That only works in a very specific scenario (e.g. if validators are taken offline abruptly for “legal” reasons). In “normal” conditions, a CEX that knows that this is how correlation penalties will work will just have a very fault tolerant setup (using multiple locations and diversified software). This fault tolerance does not equal diversification of the node operator set, only distribution of infrastructure (soft and hard), which is IMO is meaningfully different. Knoshua is on point here that once you create an objective out of a metric, you risk creating perverse incentives that actually have unintended effects.
It’s much easier for 1 single entity to have a fault-tolerant setup at scale than it is for 37 (or hundreds or thousands of) entities to do so, so what you’re doing is encouraging distribution of infrastructure but coalescence of operating entities.

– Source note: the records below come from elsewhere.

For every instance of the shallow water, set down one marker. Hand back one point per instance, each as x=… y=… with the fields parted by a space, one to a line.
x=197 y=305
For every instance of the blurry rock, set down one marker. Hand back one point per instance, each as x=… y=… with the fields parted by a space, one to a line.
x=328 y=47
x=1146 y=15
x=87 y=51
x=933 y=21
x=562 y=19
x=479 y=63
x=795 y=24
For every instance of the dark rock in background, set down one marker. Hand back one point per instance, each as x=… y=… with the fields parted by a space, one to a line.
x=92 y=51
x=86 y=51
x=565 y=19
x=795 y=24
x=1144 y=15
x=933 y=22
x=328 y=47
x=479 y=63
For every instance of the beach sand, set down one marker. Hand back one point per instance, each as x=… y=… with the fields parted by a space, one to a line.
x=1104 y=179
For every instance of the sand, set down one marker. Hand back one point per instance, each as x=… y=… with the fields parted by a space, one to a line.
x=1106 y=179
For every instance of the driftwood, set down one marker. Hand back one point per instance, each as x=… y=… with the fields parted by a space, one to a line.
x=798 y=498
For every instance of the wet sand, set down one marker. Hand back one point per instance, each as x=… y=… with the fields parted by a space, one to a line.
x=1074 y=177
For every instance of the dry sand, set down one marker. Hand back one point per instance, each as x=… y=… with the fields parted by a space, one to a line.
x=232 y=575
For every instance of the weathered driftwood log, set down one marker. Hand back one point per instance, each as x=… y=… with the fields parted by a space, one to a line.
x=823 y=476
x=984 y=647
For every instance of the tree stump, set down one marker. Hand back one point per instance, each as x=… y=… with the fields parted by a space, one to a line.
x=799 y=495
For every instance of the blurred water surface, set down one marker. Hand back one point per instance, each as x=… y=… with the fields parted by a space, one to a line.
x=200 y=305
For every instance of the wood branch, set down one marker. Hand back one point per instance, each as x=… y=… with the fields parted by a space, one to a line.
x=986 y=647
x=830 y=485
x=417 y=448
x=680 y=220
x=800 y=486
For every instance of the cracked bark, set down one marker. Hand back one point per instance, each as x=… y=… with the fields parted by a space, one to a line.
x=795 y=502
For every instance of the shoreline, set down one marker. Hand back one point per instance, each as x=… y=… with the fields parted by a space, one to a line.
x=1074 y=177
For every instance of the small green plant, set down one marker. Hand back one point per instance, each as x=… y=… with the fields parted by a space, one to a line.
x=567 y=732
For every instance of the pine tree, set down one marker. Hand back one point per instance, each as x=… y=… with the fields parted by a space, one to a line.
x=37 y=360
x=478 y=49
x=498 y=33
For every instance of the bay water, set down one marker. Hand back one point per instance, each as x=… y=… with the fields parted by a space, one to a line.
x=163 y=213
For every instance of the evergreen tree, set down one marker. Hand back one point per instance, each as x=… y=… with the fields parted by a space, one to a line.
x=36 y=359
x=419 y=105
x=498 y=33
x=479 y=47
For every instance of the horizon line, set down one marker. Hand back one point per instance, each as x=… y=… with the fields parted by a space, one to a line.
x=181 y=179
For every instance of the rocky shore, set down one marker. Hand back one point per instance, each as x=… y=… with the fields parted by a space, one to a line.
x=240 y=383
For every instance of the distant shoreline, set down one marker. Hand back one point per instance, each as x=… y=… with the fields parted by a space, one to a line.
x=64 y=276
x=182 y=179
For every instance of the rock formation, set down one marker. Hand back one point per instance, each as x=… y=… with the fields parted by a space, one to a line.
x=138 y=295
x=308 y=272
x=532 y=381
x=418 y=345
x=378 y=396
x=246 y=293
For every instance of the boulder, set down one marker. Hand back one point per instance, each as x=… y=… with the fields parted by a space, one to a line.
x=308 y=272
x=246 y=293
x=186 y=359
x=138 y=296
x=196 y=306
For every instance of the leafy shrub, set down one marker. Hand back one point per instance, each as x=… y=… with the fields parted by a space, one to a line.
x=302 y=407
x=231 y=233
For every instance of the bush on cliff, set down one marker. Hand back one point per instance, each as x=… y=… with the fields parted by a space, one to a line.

We should further consider what this kind of incentive structure causes from an infra perspective. For example: although it’s more expensive, it’s much easier to achieve fault-tolerant infrastructure via cloud than it is via baremetal (especially if we’re talking about on-premises setups) because of how much easier it is to orchestrate and manage node and validator setups, but as a network we obviously want to encourage use of local datacenters not only from a p2p perspective (better to have distributed nodes across countries vs clumped up together in big connectivity hotspots) but also from a resilience perspective.
I’m not saying that they are by nature, I’m saying that if you take your model and look at the results, the decentralized solutions are penalized pound for pound more than the very centralized (entity / ops-wise) solutions are.
You’ll never reach this long-term because in the short-term you’ve incentivized everyone to run active/active setups in already densely saturated regions, or risk suffering correlation penalties. You propose a potential scenario where this isn’t the case, but based on the historic data that you’ve procured and modeled against, it’s clearly the opposite.
We can definitely drill this down into operator-by-operator view and see which geos these operators are running from to analyze this further.
As explained above, the cost to do this for a centralized entity is much cheaper than to effectively do the same via a decentralized solution across multiple parties.